Niemcy zamykają swoje granice

"Albo otwieramy granice dla wszystkich, albo zamykamy dla wszystkich" - tak Donald Tusk tłumaczył zamykanie granic przez Niemcy, które chcą lepiej chronić swoich obywateli przed złem w tym i przed islamskim terroryzmem. Takie prawo ma każdy kraj. 

Zła poszła w świat informacja o zamykaniu granic w Niemczech, gdyż na tym zamknięciu nie tracą państwa UE, tylko migranci. Europejczyk może dostać się do wybranego kraju UE przez Niemcy i przez inny kraj UE po okazaniu swoich dokumentów. 

Uważam że Niemcy właściwie postępują, bo najwięcej migrantów zatrzymuje się w Niemczech. Są w końcu granice w przyjmowaniu obcych do siebie i dlatego należy w porę powstrzymywać nielegalne migracje. 

Przesadził Donald Tusk w swoich wypowiedziach a popiera go Platforma Obywatelska, bo każdy kraj ma prawo i obowiązek kontrolować swoje granice by ustrzec się zła w tym i nielegalnych migrantów. Tu strefa Shengen nie jest naruszona. Przypomnę że za niekontrolowaniem swoich granic są tylko ci co chcą mieć tanią siłę roboczą. Oni będą wpuszczać obcych bez sprawdzania ich tożsamości. Tak nie może być. 

Nie ma takiej opcji - albo otwieramy granice dla wszystkich, albo zamykamy dla wszystkich - gdyż po to są granice w każdym kraju by wpuszczać osoby dopiero po sprawdzeniu ich dokumentów. Wpuszczać do swojego kraju tylko tych których wolno wpuszczać by nie wpuszczać m.in. terrorystów islamskich, nielegalnych migrantów i innych którzy nie spełniają wymogów państw UE. Tylko tak można zmniejszyć ryzyko nieszczęść jakie codziennie grożą każdemu państwu na świecie. 

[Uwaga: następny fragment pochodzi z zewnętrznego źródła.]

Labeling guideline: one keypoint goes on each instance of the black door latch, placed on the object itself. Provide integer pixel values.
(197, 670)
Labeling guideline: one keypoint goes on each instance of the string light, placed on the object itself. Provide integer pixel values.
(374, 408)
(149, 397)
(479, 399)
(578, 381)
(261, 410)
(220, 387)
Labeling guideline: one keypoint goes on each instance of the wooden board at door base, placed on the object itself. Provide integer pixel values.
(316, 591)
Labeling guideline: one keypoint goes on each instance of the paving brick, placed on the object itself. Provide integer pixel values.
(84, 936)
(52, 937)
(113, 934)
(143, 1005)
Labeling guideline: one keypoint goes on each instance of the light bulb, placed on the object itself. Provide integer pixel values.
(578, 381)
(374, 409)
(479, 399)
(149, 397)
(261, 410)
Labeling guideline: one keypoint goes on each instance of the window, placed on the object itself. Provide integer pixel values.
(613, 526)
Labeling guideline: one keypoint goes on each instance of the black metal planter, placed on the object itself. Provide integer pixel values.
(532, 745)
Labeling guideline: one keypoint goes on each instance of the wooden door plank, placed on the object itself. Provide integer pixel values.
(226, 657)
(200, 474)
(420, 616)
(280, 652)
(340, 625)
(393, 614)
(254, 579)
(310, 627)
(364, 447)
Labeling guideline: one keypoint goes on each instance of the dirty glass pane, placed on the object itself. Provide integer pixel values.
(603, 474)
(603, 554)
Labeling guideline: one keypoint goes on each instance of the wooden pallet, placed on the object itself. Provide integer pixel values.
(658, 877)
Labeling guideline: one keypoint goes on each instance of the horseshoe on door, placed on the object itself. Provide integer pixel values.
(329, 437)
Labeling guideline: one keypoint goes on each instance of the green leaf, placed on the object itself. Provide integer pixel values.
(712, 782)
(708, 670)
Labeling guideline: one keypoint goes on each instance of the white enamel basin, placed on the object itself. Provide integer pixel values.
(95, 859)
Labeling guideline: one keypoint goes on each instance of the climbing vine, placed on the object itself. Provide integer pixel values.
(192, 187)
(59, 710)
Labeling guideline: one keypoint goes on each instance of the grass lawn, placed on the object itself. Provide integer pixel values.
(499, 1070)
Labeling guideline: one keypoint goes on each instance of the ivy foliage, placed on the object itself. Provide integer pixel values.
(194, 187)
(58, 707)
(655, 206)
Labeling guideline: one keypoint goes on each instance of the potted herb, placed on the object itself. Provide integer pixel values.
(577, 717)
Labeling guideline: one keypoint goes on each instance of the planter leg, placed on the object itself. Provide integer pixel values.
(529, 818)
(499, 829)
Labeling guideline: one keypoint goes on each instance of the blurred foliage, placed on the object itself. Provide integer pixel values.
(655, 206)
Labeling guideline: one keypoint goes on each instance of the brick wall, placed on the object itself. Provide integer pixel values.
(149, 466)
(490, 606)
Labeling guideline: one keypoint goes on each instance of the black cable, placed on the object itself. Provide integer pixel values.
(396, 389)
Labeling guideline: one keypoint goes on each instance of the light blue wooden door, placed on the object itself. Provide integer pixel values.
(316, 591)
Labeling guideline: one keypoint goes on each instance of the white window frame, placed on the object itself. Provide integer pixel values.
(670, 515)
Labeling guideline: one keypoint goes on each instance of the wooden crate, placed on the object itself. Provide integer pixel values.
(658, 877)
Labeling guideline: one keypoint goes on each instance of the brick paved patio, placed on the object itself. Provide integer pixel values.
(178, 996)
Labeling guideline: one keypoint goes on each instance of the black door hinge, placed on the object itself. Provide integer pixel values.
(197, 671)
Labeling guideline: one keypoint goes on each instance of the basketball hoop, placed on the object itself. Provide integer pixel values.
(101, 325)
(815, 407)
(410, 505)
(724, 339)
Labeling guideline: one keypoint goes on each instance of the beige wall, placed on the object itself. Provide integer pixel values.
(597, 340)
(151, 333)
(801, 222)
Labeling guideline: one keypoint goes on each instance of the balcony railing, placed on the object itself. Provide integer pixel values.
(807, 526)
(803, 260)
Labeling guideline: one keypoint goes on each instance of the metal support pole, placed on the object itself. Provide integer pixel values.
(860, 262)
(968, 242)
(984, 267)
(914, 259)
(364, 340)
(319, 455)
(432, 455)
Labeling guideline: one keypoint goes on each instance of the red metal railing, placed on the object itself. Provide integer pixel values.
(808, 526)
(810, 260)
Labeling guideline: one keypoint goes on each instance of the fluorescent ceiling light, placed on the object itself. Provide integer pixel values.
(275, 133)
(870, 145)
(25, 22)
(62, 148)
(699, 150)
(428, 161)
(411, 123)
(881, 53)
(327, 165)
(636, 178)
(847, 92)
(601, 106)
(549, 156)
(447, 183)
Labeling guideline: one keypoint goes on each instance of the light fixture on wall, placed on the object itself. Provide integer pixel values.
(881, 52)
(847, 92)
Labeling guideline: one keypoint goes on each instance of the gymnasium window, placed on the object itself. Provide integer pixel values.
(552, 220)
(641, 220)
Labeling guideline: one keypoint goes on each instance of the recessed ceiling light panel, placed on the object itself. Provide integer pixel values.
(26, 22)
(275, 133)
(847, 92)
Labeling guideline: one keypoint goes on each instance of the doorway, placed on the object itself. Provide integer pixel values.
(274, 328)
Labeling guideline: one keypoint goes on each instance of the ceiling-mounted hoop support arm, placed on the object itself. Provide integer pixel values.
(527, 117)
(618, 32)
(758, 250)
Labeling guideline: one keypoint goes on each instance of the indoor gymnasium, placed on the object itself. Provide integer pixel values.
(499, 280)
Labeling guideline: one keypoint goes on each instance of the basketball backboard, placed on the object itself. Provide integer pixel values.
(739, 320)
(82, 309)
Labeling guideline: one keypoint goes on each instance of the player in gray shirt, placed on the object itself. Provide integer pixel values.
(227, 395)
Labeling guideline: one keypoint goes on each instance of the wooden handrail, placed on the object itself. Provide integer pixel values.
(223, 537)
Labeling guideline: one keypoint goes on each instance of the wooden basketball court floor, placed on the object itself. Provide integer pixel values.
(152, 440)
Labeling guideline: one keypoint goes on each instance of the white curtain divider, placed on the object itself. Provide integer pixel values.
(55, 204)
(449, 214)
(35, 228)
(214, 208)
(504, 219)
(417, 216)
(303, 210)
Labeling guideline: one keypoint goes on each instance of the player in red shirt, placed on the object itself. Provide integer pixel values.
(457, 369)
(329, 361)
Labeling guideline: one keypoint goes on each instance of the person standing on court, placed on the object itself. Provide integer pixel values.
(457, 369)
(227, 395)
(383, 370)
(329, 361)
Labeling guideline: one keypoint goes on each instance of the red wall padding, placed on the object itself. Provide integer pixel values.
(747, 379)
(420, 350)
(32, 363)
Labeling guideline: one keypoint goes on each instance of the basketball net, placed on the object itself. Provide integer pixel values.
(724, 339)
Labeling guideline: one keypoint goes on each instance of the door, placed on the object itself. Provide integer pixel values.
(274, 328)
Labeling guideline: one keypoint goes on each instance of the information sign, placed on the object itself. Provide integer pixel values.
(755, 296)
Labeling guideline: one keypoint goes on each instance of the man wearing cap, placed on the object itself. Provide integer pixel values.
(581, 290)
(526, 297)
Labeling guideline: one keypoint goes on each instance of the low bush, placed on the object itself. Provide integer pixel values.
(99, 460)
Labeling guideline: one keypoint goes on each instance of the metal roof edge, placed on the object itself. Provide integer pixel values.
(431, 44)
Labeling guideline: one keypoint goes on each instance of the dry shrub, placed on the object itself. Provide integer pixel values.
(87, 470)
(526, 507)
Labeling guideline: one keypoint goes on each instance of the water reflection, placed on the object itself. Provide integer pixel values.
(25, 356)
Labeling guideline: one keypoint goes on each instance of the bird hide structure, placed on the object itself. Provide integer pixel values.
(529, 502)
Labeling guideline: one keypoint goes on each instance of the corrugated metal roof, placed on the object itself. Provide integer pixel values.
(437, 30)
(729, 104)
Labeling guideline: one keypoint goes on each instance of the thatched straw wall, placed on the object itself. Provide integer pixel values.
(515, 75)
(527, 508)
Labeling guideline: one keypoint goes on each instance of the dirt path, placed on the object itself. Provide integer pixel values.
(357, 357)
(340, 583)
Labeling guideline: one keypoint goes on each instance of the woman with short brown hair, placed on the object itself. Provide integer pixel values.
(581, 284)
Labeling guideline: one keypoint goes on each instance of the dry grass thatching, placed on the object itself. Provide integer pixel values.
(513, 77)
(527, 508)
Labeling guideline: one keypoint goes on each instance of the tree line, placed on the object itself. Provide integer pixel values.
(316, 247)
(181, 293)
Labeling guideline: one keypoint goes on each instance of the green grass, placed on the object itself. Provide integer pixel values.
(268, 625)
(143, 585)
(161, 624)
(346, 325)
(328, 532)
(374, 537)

Przypomnę że Donald Tusk najpierw chciał wpuszczać do Polski migrantów ze wschodu, potem gdy PO przejęła po PiS rządy w kraju był za zatrzymaniem tej nielegalnej migracji wysokim murem na wschodzie kraju a teraz znowu chce by migranci mieli prawo przekraczać bezkarnie każdą granicę w UE. Takie osoby nie powinny zajmować jakichkolwiek stanowisk w państwie, bo są niewiarygodne, wprowadzają w życie ustawy niechciane przez większość obywateli, obiecują co innego a co innego realizują itd. 

Ktoś kto zmienia swoje zdanie zależnie od sytuacji, to nie nadaje się do rządzenia państwem. Akurat Donald Tusk najczęściej co innego obiecuje Polakom a co innego realizuje. Takim nie wolno ufać i dlatego nie wolno dawać im jakiejkolwiek władzy w państwie.